Wednesday, March 3, 2010

India, Pakistan stick to guns

India, Pakistan stick to guns

Shitanshu Shekhar Shukla
New Delhi, February 26

The foreign secretaries of Indian and Pakistan met in New Delhi on February 25. Emerging after the talks, they went separate ways to address the media, much the same way as they had walked into meeting separately.
The talks failed to change their paths. They were as far away from each other as they were before. Worse, no body was surprised. Many were relieved that nothing changed. Is Bashir also one of them ?
Indian foreign secretary Nirupama Rao and Pakistan foreign secretary Salman Bashir however appeared happy that they met after all. They agreed to disagree. The analysts struggled to see a silver line.
Bashir told the media that the meeting was neither success nor failure. Because success for India and success for Pakistan have opposite definitions. Success for India would have meant here the Indian concerns on terrorism addressed. While success for Pakistan would have meant issue of Kashmir raised.
Not only that, Nirupama Rao and Bashir differed on how long the contention issue was discussed. Rao claimed that Kashmir issue was raised briefly, Bashir claimed that it was discussed extensively in ‘detail’.
It proved right fear among the Indian Government officials that Pakistan would play hardball and to the gallery. They might as well return back to their countrymen saying we conceded nothing and forced a talk on Kashmir.
Bashir’s belligerence at the press conference so piqued the Indian officials as to quantify later the contents of dialogue. The contents show that eighty percent of the meeting was devoted to discussion terrorism.
They also responded to Bashir in kind, calling his press conference as ‘acrimonious’ and ‘point scoring’. Why did Bashir dismiss Indian dossier on Lashkar chief Hafiz Saeed as literature before withdrawing later?
Indian officials alleged that Bashir had been briefed by Pakistan army chief Kayani and not by head of the democratically elected government Gilani. They however added that they were not surprised to hear Bashir speak a language of hatred.
It explains why India didn’t accept Pakistan’s suggestion for both sides to work towards a timeline of substantial Prime Ministerial meeting during the SAARC summit in Bhutan in April this year.
Nor did they accept Bashir’s call for a composite dialogue.
India appreciated the achievements of the composite dialogue, suspended after the Mumbai attacks. But it pointed out that time was not yet ripe as the main concern now was to restore trust and confidence. Rao described the talks as “detailed, candid and transparent in which both sides gained.”
India submitted three dossiers which Pakistan assured it would seriously examine. One dossier provides information on some individuals associated with the Mumbai attacks, the second was a list of Indian fugitives sheltered in Pakistan and the third on Jamaat-ud-Dawa chief Hafiz Saeed’s anti-India statements. Pakistan touched upon India’s involvement in supplying weapons and money to insurgents in Baluchistan which India said was a “baseless allegation.”
Rao said India went into the talks with an open mind but was fully conscious of the limitations imposed by the trust deficit between the two sides. “Pakistan understood our concerns on terrorism and said tackling this threat is their number one priority,” she said.
Bashir acknowledged that tackling terrorism was Pakistan’s top priority but felt it was necessary to restart the composite dialogue in order to address all the irritants in depth including Kashmir which was the “core issue.”
On terrorism, Pakistan suggested a comprehensive security concept which included intelligence sharing, temperance in the induction of military systems and greater restraint in statements from both sides.
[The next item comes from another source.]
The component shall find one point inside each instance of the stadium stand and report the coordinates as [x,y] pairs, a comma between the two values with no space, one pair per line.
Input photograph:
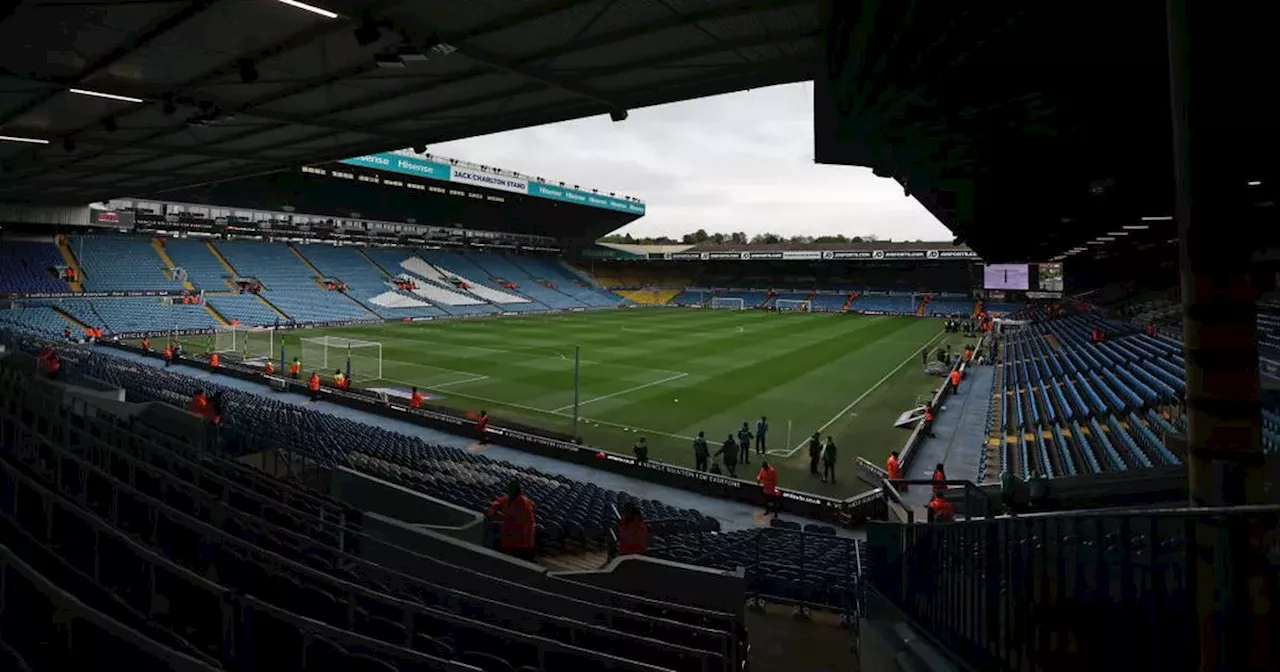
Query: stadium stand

With both sides being nuclear powers, Pakistan sought a strategic restraint regime that addressed the issue of nuclear tipped missiles.
However, it may give a push to quiet back-channel engagement between former Pak Foreign Secretary Riaz Mohammed Khan and Prime Minister Manmohan Singh’s Special Envoy Satinder Lambah. Given the trust deficit and the evidence of India-specific terror groups being still active in Pakistan, back-channel talks could prove useful.
Lambah and Khan are said to have had a meeting and both have been “fully involved” in steps leading to the resumption of Foreign Secretaries-level talks.
India is believed to have given the go-ahead given how productive this process was during the Musharraf regime.
Well after former Pakistan President Pervez Musharraf’s exit, it came to light that the two sides had, indeed, narrowed their gap on an understanding on Kashmir.
That’s why Lambah and Khan provide an important continuum to this renewed effort. Khan is closer to Gilani than Zardari, an indication of the gradual power shift in Islamabad from Zardari to Prime Minister Yousuf Raza Gilani.